The bovid subfamily Reduncinae or tribe Reduncini is composed of nine species of antelope, all of which dwell in marshes, floodplains, or other well-watered areas, including the waterbucks and reedbucks. These antelopes first appear in the fossil record 7.4 million years ago in Eurasia and 6.6 Mya in Africa.

==Taxonomy==
- Family Bovidae
  - Subfamily Reduncinae
    - Genus Kobus
      - Waterbuck, Kobus ellipsiprymnus
      - Kob, Kobus kob
      - Lechwe, Kobus leche
      - Nile lechwe, Kobus megaceros
      - Puku, Kobus vardonii
    - Genus Redunca
      - Southern reedbuck, Redunca arundinum
      - Mountain reedbuck, Redunca fulvorufula
      - Bohor reedbuck, Redunca redunca
    - Genus Pelea
      - Grey rhebok, Pelea capreolus
    - Genus †Menelikia
      - Menelikia leakeyi
      - Menelikia lyrocera
    - Genus †Procobus
      - Procobus brauneri
      - Procobus melania
    - Genus †Sivacobus (Late Pliocene to Late Pleistocene of the Indian subcontinent)

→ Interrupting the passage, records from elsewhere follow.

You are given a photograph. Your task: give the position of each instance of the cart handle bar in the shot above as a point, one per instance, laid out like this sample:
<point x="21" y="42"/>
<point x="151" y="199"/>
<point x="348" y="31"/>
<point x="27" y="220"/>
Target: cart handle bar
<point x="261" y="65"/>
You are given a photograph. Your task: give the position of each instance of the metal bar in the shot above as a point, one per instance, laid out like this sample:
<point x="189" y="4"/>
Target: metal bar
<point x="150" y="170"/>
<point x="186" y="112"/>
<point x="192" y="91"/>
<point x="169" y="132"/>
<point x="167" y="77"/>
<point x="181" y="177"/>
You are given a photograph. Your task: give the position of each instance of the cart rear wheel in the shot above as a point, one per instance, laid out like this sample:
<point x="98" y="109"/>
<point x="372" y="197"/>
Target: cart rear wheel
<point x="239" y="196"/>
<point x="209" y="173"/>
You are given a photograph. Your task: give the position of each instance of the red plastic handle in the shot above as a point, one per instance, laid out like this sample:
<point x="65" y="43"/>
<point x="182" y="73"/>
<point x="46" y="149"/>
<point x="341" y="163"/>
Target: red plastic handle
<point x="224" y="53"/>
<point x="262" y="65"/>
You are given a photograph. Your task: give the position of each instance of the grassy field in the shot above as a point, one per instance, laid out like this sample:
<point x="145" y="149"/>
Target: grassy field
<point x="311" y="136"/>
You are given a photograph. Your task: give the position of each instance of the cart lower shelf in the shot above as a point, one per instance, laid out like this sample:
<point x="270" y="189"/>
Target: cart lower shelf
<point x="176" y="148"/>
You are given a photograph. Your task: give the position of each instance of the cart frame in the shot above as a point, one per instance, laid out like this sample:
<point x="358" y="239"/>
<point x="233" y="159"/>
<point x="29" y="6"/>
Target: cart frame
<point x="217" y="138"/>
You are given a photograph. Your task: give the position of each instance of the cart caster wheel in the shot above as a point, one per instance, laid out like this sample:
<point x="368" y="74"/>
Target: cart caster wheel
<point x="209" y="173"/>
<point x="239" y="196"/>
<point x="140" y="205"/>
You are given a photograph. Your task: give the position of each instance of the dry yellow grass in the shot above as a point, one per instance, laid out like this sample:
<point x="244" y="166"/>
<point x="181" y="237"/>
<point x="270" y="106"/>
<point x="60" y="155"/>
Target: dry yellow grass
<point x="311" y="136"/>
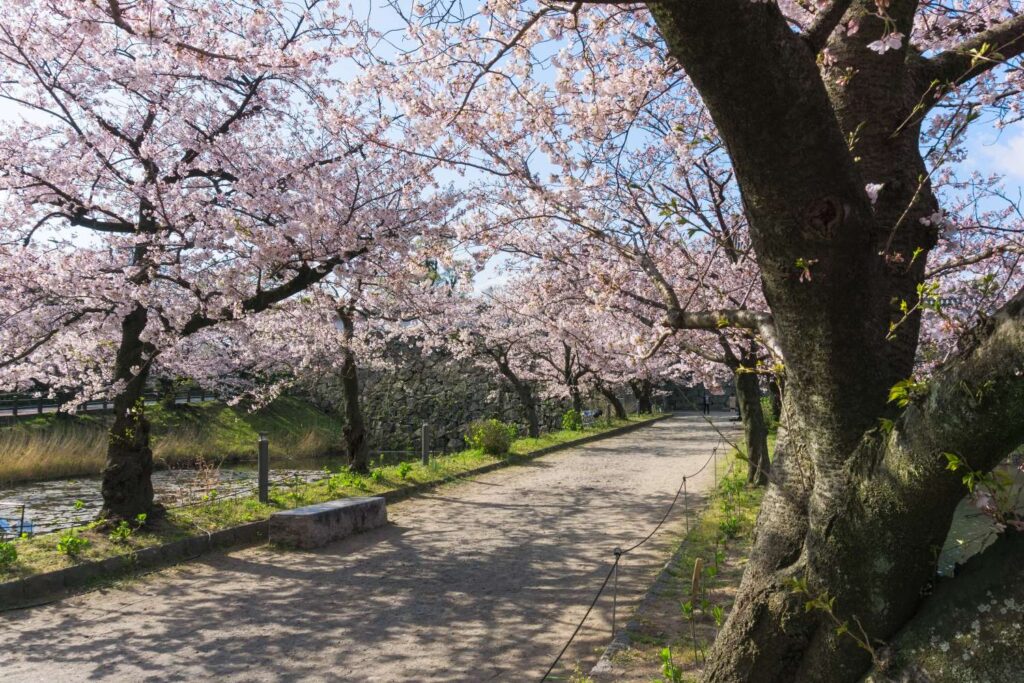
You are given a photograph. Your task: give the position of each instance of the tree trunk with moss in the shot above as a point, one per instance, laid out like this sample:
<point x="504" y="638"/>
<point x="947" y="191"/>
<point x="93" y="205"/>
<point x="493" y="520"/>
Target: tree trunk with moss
<point x="859" y="496"/>
<point x="616" y="404"/>
<point x="127" y="484"/>
<point x="354" y="431"/>
<point x="755" y="431"/>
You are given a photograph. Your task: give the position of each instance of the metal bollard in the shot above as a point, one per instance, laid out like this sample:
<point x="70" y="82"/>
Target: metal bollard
<point x="424" y="446"/>
<point x="263" y="467"/>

      - Sivacobus palaeindicus
      - Sivacobus patulicornis
      - Sivacobus sankaliai (Late Pleistocene)
    - Genus †Thaleroceros
      - Thaleroceros radiciformis
    - Genus †Zephyreduncinus
      - Zephyreduncinus oundagaisus

==Alternate classification==
- Adenota is an alternate genus or subgenus composed of the kob and puku.